0 menit baca 0 %

Santripreneur Sawit Al Amin Dumai Jadi Best Practise Nasional, Dorong Pesantren Mandiri Ekonomi

Ringkasan: Riau (Kemenag) --- Pimpinan Ponpes Al Amin Dumai selaku Koordinator dan Penggerak Kegiatan Santripreneur Sawit Indonesia melalui wadah Koperasi Produsen Kopontren Al Amin Menjadi Narasumber Best Practise pada kegiatan Pelatihan Kemandirian Pesantren Berdaya Tahun 2025 Angkatan III Program Kementeria...

Riau (Kemenag) --- Pimpinan Ponpes Al Amin Dumai selaku Koordinator dan Penggerak Kegiatan Santripreneur Sawit Indonesia melalui wadah Koperasi Produsen Kopontren Al Amin Menjadi Narasumber Best Practise pada kegiatan Pelatihan Kemandirian Pesantren Berdaya Tahun 2025 Angkatan III Program Kementerian Agama RI pada Jum'at sore, tanggal 29 Agustus 2025 Pukul 15.30 Wib - 17.20 Wib.

Kegiatan dengan Moderator Pak Mulkan Pusdiklat Kementerian Agama RI dengan Peserta 40 Orang dari 40 Pesantren se Indonesia dari 10 Provinsi.

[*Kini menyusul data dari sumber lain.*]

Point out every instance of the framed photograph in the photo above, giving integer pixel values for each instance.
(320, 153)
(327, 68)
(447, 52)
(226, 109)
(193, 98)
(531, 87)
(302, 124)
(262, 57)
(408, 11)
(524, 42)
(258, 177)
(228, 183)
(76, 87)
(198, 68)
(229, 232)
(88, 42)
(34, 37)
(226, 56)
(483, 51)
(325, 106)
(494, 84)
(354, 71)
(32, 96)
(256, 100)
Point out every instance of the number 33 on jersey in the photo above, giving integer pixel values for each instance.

Selain Memaparkan Strategi Pengembangan Usaha Menuju Kemandirian Pesantren dan Strategi Pemasaran Produk Kearifan Lokal juga mengenalkan terkait produk produk potensial di hilirisasi sawit yang  sehari-hari digunakan kita seperti sabun dan kosmetik yang berasal dari produk turunan sawit dan menyampaikan terkait kebaikan sawit saat ini yang telah menjadi salah satu kekuatan ekonomi bangsa Indonesia. 

Salah satu Peserta Ustadzah Iin dari Pondok Pesantren Al Adib Banten yang meminta tip agar bisa bangkit lagi mengembangakan usaha sabun cuci piring yang pernah dikembangkan beberapa tahun lalu tapi karena banyak kendala, baik sisi produksi, modal yang dihadapi akhirnya berhenti. Begitu juga Kyai Oki Sunandar dari Ponpes Al Kautsar Bogor meminta strategi dan langkah langkah apa yang diperlukan dalam menghadapi tantangan dalam memulai usaha dengan segala keterbasan yang dimiliki Pesantren. 

Dalam pemaparan Kyai W Zainal Abidin yang juga Waketum Forum Ekonomi Pesantren Indonesia ( FEPI ) selama 2 jam tersebut dilanjutkan dengan komunikasi melalui via WA secara pribadi, menghadirkan banyak pertanyaan dari Pimpinan, Pengurus, Guru dan pegawai yang mewakili 40 Pesantren se-Indonesia tersebut menanyakan lebih detail terkait pengembangan usaha menuju kemandirian ekonomi berbasis kearifan lokal terkhusus sektor pertanian, perkebunan dan olahan dengan target menjadikan pesantren sebagai salah satu instrumen dan pendukung hadirnya kemandirian ekonomi bangsa melalui pengembangan ekonomi dan keuangan syariah dan lahirnya Indonesia menjadi negara maju yang berdiri diatas kaki sendiri.